Jim Bosch this patch file seems to fix everything for me (mostly thanks to suggestions from Paul Price). What do you want to do? Do we know why pybind11 upstream doesn't do this? It implies to me they aren't testing failed imports at all. If failed imports are being tested then I'm confused why they don't see my problem. I definitely think it's wrong to rewrite the python import exception as an ImportError regardless of the error python raised, and the afw import shows that you end up with multiple ImportErrors stacked up if you do it the current way.
Have we asked to see whether pybind11 wants this? I would guess that they do, especially if we can convince them of this argument:
I definitely think it's wrong to rewrite the python import exception as an ImportError regardless of the error python raised, and the afw import shows that you end up with multiple ImportErrors stacked up if you do it the current way.
If that argument isn't enough, though, it may be hard to sell them via the "without e.restore() it crashes" argument - I still do not see how that could possibly relate to the uncaught exception. I'd guess it's GIL-related (the e.restore() prevents error_already_set's destructor from trying to acquire the GIL), but that's just because I already know I don't understand other GIL problems we have - I do not see a way to connect this fix to the original problem.
So the best case scenario is to get the fix upstream with the reasonable motivation that it provides better error messages. If they don't want it, we probably need to apply the patch ourselves, at least until we understand why it fixed the problem.
Surely we can agree that "SIGABRT because of an import problem" is a real problem. The next issue is the exception rewriting (clearly it's more pythonic if they don't rewrite). I'm not sure how the GIL fits into this (I haven't mentioned the GIL). I suppose I need to try the current pybind11 – it's very easy to reproduce the simple sigabrt.
Surely we can agree that "SIGABRT because of an import problem" is a real problem.
Oh, absolutely. It's just one that I think will require a minimal reproducing example before we have a hope of convincing upstream that this is the right fix rather than a lucky one (just like the other tickets associated with DM-15444).
(All of this assumes that none of us actually understand why adding e.restore() prevents a C++ exception from propagating up to terminate - if you or Paul Price does and I'm just not seeing it, please speak up.)
Good news is that pybind11 master does not SIGABRT – you get the annoyingly incomplete rewritten exception text. I'll file a ticket anyhow to see if I can stop the exception rewriting. In the mean time I can merge this for the older pybind11 we have.

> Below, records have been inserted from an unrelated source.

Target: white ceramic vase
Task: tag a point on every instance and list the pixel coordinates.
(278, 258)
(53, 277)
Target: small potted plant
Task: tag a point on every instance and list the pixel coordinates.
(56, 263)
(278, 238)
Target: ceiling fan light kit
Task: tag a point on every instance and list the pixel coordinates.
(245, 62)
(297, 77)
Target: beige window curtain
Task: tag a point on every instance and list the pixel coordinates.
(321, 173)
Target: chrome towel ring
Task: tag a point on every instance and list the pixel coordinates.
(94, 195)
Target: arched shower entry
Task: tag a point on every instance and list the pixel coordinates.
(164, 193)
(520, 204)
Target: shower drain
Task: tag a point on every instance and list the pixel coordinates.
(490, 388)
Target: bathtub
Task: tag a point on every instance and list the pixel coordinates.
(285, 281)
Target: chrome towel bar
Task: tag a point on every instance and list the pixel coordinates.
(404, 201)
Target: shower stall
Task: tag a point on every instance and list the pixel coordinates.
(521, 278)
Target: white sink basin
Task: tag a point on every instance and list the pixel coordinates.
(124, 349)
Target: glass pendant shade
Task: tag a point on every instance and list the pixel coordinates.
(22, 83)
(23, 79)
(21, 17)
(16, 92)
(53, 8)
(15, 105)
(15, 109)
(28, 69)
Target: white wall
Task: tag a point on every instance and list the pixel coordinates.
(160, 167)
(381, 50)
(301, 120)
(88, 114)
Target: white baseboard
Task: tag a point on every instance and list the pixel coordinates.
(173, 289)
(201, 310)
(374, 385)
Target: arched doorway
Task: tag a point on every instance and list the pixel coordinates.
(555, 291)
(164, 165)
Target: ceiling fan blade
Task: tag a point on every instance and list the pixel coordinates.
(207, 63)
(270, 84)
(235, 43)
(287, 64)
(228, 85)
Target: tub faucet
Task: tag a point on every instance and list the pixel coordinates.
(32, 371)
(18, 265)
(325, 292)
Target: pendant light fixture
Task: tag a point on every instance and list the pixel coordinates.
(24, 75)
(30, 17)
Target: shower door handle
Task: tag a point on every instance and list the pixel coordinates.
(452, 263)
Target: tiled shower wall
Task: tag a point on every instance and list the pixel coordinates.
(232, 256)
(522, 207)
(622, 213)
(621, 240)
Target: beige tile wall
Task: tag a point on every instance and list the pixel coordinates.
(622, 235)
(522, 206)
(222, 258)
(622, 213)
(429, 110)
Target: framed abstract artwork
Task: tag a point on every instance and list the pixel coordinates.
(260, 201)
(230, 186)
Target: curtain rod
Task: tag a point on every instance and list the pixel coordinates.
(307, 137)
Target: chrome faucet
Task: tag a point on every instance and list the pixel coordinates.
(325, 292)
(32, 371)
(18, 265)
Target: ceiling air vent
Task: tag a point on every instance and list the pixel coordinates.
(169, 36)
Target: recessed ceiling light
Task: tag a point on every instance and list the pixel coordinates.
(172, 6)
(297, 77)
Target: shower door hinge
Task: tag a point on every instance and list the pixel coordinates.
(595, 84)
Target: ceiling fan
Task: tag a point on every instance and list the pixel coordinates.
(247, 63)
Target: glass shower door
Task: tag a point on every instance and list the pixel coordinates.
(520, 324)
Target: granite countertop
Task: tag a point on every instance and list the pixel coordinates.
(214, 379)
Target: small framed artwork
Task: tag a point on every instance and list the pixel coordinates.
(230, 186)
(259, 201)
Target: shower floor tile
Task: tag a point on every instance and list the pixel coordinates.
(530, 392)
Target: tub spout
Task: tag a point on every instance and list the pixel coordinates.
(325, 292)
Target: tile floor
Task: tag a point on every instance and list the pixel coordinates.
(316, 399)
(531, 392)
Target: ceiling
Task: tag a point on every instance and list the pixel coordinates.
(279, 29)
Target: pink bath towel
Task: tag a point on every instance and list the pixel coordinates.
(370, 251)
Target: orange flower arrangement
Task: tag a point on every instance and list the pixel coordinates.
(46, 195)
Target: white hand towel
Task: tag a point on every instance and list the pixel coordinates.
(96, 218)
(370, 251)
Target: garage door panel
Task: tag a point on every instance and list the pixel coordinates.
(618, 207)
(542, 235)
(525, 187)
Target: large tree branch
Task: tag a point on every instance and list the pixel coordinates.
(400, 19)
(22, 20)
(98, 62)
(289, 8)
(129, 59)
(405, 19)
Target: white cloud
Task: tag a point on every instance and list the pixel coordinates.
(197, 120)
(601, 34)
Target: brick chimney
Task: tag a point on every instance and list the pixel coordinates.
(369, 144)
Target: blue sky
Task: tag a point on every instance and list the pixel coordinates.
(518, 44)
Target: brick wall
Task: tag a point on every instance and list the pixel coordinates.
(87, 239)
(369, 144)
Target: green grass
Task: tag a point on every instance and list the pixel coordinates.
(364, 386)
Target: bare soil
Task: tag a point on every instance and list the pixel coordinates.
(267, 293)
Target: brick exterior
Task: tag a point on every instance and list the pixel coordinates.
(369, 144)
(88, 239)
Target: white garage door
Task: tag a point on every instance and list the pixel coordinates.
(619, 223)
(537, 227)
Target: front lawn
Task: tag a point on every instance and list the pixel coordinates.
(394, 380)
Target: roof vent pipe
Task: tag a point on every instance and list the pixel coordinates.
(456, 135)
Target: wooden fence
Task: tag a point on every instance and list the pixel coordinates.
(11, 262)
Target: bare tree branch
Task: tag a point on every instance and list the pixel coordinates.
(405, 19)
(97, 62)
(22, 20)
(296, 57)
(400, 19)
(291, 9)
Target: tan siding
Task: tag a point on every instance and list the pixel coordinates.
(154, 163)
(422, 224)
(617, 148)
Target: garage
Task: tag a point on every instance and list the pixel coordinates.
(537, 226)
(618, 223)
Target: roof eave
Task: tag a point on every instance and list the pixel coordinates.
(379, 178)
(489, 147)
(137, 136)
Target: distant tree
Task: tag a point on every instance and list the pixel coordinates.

Christopher Waters and I just ran into another error_already_set terminate in a new branch for DM-14980, so it'd definitely be nice to get this patch onto (LSST) master to make it easy to test if it fixes that problem as well.
Merged. Jenkins passed.
Looking at the pybind11 import code:
PyObject *obj = PyImport_ImportModule(name);
}
it seems that it always throws error_already_set and that is consistent with the error message above. Who should be catching this exception? I don't know enough about pybind11 to understand whether it's meant to be left to propagate all the way back to python where python will understand it properly (which is not what's happening).